Running it now on website: CATVTON-FLUX-TRY-ON
Update
Latest Achievement
(2024/12/6):
- Released a new weights for tryoff. The model named cat-tryoff-flux can extract and reconstruct the front view of clothing items from images of people wearing them. Showcase examples is here.
(2024/12/1):
(2024/11/26):
- Updated the weights. (Still training on the VITON-HD dataset only.)
- Reduce the fine-tuning weights size (46GB -> 23GB)
- Weights has better performance on garment small details/text.
- Added the huggingface ZeroGPU support. You can run CATVTON-FLUX-TRY-ON now on huggingface space here
(2024/11/25):
- Released lora weights. Lora weights achieved FID:
6.0675811767578125
on VITON-HD dataset. Test configuration: scale 30, step 30. - Revise gradio demo. Added huggingface spaces support.

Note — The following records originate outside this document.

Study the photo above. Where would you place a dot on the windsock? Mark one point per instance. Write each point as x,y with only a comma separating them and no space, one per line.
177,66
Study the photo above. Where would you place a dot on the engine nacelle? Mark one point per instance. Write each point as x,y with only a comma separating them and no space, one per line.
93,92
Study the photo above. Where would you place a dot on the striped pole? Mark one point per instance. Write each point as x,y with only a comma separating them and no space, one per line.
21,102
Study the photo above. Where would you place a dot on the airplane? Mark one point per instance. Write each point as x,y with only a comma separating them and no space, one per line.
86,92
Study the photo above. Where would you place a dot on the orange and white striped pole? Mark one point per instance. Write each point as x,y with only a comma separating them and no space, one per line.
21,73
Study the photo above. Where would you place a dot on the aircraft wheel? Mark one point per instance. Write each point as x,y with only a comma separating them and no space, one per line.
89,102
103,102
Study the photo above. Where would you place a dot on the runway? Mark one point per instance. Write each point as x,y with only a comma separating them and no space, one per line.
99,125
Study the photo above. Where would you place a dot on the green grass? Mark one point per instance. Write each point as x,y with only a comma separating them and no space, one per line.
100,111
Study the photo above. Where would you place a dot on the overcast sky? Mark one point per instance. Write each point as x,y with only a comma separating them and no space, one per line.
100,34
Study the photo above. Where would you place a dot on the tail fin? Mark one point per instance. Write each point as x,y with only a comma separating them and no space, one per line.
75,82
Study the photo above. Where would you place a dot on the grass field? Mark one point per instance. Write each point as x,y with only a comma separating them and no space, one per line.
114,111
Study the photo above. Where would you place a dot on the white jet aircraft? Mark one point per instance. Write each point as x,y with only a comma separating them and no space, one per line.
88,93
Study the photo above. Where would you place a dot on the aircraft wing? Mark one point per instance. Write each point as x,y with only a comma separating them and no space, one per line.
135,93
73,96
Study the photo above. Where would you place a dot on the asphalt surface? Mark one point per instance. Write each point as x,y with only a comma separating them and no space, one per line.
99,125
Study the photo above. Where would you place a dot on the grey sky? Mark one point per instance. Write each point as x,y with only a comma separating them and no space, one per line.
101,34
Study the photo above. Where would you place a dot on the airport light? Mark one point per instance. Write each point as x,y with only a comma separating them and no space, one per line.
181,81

- Clean up the requirements.txt.
(2024/11/24):
- Released FID score and gradio demo
- CatVton-Flux-Alpha achieved SOTA performance with FID:
5.593255043029785
on VITON-HD dataset. Test configuration: scale 30, step 30. My VITON-HD test inferencing results available here
Showcase
Try-on examples
Try-off examples
Model Weights
Tryon
Fine-tuning weights in Hugging Face: 🤗 catvton-flux-alpha
LORA weights in Hugging Face: 🤗 catvton-flux-lora-alpha
Tryoff
Fine-tuning weights in Hugging Face: 🤗 cat-tryoff-flux
Dataset
The model weights are trained on the VITON-HD dataset.
Prerequisites
Make sure you are running the code with VRAM >= 40GB. (I run all my experiments on a 80GB GPU, lower VRAM will cause OOM error. Will support lower VRAM in the future.)
bash
conda create -n flux python=3.10
conda activate flux
pip install -r requirements.txt
huggingface-cli login
Usage
Tryoff
Run the following command to restore the front side of the garment from the clothed model image:
python tryoff_inference.py \
--image ./example/person/00069_00.jpg \
--mask ./example/person/00069_00_mask.png \
--seed 41 \
--output_tryon test_original.png \
--output_garment restored_garment6.png \
--steps 30
Tryon
Run the following command to try on an image:
LORA version:
python tryon_inference_lora.py \
--image ./example/person/00008_00.jpg \
--mask ./example/person/00008_00_mask.png \
--garment ./example/garment/00034_00.jpg \
--seed 4096 \
--output_tryon test_lora.png \
--steps 30
Fine-tuning version:
python tryon_inference.py \
--image ./example/person/00008_00.jpg \
--mask ./example/person/00008_00_mask.png \
--garment ./example/garment/00034_00.jpg \
--seed 42 \
--output_tryon test.png \
--steps 30
Run the following command to start a gradio demo with LoRA weights:
python app.py
Run the following command to start a gradio demo without LoRA weights:
python app_no_lora.py
Gradio demo: Hugging Face: 🤗 CATVTON-FLUX-TRY-ON
TODO:
- Release the FID score
- Add gradio demo
- Release updated weights with better performance
- Train a smaller model
- Support comfyui
- Release tryoff weights
Citation
@misc{chong2024catvtonconcatenationneedvirtual,
title={CatVTON: Concatenation Is All You Need for Virtual Try-On with Diffusion Models},
author={Zheng Chong and Xiao Dong and Haoxiang Li and Shiyue Zhang and Wenqing Zhang and Xujie Zhang and Hanqing Zhao and Xiaodan Liang},
year={2024},
eprint={2407.15886},
archivePrefix={arXiv},
primaryClass={cs.CV},
url={https://arxiv.org/abs/2407.15886},
}
@article{lhhuang2024iclora,
title={In-Context LoRA for Diffusion Transformers},
author={Huang, Lianghua and Wang, Wei and Wu, Zhi-Fan and Shi, Yupeng and Dou, Huanzhang and Liang, Chen and Feng, Yutong and Liu, Yu and Zhou, Jingren},
journal={arXiv preprint arxiv:2410.23775},
year={2024}
}
Thanks to Jim for insisting on spatial concatenation. Thanks to dingkang MoonBlvd Stevada for the helpful discussions.
License
- The code is licensed under the MIT License.
- The model weights have the same license as Flux.1 Fill and VITON-HD.